Re: Datanode block scans

2008-11-14 Thread Steve Loughran

Raghu Angadi wrote:


How often is safe depends on what probabilities you are willing to accept.

I just checked on one of clusters with 4PB of data, the scanner fixes 
about 1 block a day. Assuming avg size of 64MB per block (pretty high), 
probability that 3 copies of one replica go bad in 3 weeks is of the 
range 1e-12. In reality it is mostly 2-3 orders less probable.


Raghu.



That's quite interesting data.

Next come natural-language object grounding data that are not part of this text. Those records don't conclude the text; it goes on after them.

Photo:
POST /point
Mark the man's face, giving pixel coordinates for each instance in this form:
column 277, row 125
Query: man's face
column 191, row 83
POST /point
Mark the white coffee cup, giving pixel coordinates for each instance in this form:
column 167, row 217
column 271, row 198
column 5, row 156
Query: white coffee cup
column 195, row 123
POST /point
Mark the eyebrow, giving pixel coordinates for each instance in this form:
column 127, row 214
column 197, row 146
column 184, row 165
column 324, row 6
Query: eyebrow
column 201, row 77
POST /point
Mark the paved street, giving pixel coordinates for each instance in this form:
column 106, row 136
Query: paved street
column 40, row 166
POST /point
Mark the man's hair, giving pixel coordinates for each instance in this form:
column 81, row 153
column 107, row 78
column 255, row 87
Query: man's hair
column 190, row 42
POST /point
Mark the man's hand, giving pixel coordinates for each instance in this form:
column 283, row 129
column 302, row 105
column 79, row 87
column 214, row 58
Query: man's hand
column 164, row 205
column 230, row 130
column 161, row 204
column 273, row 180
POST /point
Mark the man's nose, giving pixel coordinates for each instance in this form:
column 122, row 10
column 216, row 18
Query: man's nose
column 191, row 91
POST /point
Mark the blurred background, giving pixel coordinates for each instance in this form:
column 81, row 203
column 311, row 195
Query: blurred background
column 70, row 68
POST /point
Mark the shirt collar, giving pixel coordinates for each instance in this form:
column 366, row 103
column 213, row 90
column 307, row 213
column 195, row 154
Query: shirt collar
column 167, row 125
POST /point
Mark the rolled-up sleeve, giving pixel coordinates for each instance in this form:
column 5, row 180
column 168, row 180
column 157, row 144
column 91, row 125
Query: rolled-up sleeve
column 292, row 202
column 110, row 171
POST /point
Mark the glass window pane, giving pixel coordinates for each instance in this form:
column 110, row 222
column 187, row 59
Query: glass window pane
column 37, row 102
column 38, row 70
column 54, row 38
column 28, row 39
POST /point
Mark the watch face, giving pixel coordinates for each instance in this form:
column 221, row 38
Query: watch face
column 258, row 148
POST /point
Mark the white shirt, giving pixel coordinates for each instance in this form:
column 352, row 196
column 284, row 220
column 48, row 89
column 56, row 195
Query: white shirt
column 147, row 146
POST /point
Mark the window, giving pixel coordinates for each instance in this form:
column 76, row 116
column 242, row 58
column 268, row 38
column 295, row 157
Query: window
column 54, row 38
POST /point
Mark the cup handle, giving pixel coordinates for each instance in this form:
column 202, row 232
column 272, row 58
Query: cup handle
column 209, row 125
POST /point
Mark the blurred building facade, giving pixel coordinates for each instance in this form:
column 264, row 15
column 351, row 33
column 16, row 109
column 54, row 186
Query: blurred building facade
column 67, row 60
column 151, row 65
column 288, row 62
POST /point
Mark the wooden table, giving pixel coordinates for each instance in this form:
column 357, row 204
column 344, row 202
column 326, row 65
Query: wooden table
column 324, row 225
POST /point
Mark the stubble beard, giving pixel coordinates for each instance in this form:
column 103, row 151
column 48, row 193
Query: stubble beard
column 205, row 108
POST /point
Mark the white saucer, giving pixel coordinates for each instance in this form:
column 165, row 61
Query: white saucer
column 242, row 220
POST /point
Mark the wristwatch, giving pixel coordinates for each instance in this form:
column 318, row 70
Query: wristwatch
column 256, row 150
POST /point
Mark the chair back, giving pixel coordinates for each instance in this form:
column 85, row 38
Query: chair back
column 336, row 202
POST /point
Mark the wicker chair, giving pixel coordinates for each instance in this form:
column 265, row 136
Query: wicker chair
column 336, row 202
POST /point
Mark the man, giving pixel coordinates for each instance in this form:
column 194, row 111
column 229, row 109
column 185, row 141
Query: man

Any plans to publish a paper on disk 
failures in an HDFS cluster?


on a related note: do you ever scan the rest of the disk for trouble, 
that is the OS filesystem as root, just to catch problems in the server 
itself that could lead to failing jobs?





Re: Datanode block scans

2008-11-13 Thread Raghu Angadi

Brian Bockelman wrote:

Hey all,

I noticed that the maximum throttle for the datanode block scanner is 
hardcoded at 8MB/s.


I think this is insufficient; on a fully loaded Sun Thumper, a full scan 
at 8MB/s would take something like 70 days.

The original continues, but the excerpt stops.